Jekyll

Like many before me, I’ve ditched Wordpress and took the plunge into Jekyll. It was natural to use Jekyll after working with WordPress for so long. There are trade offs but I feel that Jekyll is a better platform for my creativity.

In the last year or so I’ve really thrown myself into using VIM. It’s availble on my Apple PC at work, my Chromebook (With Crouton) and ofcourse my Linux box at home. (For Android I like Turbo Editor.)

VIM and Jekyll go great together

Hosting

To host a plain text website there are a million choices. My two favorites at this moment are Surge.sh and the very popular Github. I ultimately went with Github because I can make updates with git. I like git.

Cloudflare

Cloudflare is a popular (and sometimes controversial) service. They act as a free CDN but also offer a lot of other awesome features. I use them for the free TLS. This adds a layer of encryption between the user and the domain but doesn’t encrypt between the domain and the server.
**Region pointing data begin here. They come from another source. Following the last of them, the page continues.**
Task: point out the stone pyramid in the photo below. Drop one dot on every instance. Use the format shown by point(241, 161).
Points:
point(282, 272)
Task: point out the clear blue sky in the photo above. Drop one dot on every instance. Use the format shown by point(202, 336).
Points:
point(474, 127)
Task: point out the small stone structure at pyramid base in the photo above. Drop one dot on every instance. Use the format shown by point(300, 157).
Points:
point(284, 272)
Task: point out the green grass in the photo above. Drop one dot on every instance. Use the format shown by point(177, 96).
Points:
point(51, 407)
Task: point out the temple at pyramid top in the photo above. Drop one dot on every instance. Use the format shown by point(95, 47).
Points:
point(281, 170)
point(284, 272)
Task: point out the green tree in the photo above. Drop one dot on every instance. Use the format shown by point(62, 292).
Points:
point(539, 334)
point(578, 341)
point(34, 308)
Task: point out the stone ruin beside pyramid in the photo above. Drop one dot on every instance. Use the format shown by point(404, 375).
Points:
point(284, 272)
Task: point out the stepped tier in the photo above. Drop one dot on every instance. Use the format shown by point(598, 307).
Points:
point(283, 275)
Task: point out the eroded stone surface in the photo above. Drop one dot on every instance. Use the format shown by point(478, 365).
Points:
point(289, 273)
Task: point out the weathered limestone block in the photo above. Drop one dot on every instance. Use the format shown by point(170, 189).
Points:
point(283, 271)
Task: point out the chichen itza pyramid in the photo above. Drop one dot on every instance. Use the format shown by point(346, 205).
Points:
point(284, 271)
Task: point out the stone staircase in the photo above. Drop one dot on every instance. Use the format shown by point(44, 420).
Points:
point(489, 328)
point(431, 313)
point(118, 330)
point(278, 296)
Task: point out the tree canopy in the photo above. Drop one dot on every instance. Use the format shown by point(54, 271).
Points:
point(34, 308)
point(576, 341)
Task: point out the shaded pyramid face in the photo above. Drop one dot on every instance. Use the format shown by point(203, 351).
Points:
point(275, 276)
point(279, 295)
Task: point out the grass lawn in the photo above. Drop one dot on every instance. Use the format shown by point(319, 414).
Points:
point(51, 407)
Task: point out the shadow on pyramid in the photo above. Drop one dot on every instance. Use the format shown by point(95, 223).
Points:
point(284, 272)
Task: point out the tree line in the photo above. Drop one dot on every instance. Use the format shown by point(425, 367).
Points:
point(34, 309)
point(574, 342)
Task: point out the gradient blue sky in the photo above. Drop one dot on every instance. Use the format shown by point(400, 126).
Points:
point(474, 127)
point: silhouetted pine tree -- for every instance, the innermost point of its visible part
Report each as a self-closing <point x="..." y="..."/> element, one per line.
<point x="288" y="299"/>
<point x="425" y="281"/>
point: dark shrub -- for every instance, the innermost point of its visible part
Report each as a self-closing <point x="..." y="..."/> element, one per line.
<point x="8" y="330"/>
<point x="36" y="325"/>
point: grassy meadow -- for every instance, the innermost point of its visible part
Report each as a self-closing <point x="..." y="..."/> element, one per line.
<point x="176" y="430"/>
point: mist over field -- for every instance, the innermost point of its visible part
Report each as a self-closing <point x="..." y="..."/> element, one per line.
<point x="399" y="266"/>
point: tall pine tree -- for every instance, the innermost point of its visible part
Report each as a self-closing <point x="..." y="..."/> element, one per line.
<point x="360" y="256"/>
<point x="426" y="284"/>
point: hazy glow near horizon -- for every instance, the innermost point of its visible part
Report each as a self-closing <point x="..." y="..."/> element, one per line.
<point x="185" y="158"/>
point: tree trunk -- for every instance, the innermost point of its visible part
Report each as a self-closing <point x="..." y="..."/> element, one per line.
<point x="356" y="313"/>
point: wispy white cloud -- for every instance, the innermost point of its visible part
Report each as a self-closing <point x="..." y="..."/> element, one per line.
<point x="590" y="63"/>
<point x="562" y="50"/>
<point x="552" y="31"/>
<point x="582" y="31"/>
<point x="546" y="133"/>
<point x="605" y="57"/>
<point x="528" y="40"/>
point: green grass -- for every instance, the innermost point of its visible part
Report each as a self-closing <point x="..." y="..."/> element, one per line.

After thinking it through, I decided that a little security is better than zero security. Hopefully once the Let’s Encrypt project takes over I can add full encryption from Github.

Most my dynamic sites will probably go this route with the exception of ConsBEERacy. ConsBEERacy is a podcast that I work on (I’m not one of the hosts, sorry. The hosts are really awesome and you should listen!) and it needs the WordPress framework.